I am running spark application on yarn cluster in cluster deploy mode using following command
spark-submit --conf spark.executor.memory=24g --conf spark.master=yarn --conf spark.submit.deployMode=cluster --conf spark.executor.extraJavaOptions=-Dfile.encoding=UTF-8 --conf spark.files=file:///opt/configurations/app.conf --class com.example.HelloWorld --queue sample_q file:///opt/jars/example.jar '{"sample":{}}'
This command is not passing the entire argument to HelloWorld class.

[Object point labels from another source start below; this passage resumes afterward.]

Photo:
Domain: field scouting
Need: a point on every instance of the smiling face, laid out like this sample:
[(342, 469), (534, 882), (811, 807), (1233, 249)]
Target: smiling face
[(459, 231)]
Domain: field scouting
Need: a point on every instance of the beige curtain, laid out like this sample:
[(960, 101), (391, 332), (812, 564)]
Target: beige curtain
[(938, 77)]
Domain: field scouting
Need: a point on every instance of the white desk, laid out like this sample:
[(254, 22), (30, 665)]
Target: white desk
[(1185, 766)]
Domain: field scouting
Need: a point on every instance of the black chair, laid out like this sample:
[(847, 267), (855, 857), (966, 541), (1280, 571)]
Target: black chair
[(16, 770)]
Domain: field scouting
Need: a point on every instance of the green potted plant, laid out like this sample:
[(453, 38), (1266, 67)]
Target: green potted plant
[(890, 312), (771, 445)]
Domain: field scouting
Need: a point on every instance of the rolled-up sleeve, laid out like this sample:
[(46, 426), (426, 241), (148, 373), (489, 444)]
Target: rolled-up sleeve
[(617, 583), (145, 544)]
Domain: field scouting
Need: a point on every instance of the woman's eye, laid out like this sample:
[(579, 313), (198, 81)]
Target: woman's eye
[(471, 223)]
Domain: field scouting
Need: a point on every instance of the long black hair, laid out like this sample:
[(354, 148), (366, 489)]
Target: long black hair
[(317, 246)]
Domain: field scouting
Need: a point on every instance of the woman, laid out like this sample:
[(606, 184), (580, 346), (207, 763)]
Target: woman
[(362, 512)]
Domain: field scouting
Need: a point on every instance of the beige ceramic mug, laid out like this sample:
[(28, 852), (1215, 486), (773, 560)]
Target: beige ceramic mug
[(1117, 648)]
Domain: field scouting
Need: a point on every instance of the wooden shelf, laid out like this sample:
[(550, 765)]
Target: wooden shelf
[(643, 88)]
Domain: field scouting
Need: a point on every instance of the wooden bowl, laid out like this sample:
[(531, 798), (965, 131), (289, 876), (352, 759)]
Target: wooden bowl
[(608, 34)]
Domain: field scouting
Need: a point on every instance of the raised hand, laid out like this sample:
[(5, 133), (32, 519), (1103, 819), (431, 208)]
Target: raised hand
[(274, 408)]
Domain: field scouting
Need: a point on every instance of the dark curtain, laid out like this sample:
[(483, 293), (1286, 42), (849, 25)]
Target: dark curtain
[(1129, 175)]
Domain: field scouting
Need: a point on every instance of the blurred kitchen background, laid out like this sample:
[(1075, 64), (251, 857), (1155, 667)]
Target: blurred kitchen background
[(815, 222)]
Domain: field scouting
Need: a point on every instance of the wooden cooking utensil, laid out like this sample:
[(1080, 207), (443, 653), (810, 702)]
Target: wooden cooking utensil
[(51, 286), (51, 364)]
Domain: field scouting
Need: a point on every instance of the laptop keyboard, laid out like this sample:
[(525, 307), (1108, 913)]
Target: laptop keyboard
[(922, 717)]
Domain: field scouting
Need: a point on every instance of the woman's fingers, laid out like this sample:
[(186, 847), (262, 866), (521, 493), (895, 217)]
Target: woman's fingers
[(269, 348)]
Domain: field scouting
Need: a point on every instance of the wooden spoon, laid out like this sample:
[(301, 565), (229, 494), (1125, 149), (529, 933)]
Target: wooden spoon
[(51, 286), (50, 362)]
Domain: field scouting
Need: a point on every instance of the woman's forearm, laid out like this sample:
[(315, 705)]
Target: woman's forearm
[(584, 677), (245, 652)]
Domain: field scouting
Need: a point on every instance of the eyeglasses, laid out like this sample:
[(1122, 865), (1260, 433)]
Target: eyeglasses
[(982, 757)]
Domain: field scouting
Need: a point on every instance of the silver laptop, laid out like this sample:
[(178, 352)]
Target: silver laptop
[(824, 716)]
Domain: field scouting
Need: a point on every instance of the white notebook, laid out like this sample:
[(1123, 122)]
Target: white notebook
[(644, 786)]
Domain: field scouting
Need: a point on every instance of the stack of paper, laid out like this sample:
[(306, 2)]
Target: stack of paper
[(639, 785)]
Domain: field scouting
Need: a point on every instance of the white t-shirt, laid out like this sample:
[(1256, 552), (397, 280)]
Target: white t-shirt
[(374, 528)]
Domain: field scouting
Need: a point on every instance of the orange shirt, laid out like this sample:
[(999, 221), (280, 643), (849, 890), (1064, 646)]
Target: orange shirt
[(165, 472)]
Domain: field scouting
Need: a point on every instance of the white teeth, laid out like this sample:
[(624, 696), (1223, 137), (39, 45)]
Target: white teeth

Main method argument passed : {"sample":{
Main method argument expected: {"sample":{}}
The same command is running properly with client deploy mode
spark-submit --conf spark.executor.memory=24g --conf spark.master=yarn --conf spark.submit.deployMode=client --conf spark.executor.extraJavaOptions=-Dfile.encoding=UTF-8 --conf spark.files=file:///opt/configurations/app.conf --class com.example.HelloWorld --queue sample_q file:///opt/jars/example.jar '{"sample":{}}'
Upon inspecting the launch_container.sh
script in yarn worker node it was found that the command also had truncated string within it (--arg '{\"sample\":{'
)
Spark Version: 2.3
Hadoop Version: 2.7.3
Yarn consider {{
and }}
as parameter expansion character hence any occurrence is considered as an environment variable and replaced with the corresponding value. Since there is no environment variable.
This causes an issue in cluster deploy mode as driver runs in yarn cluster.
Reference: YarnApplicationConstants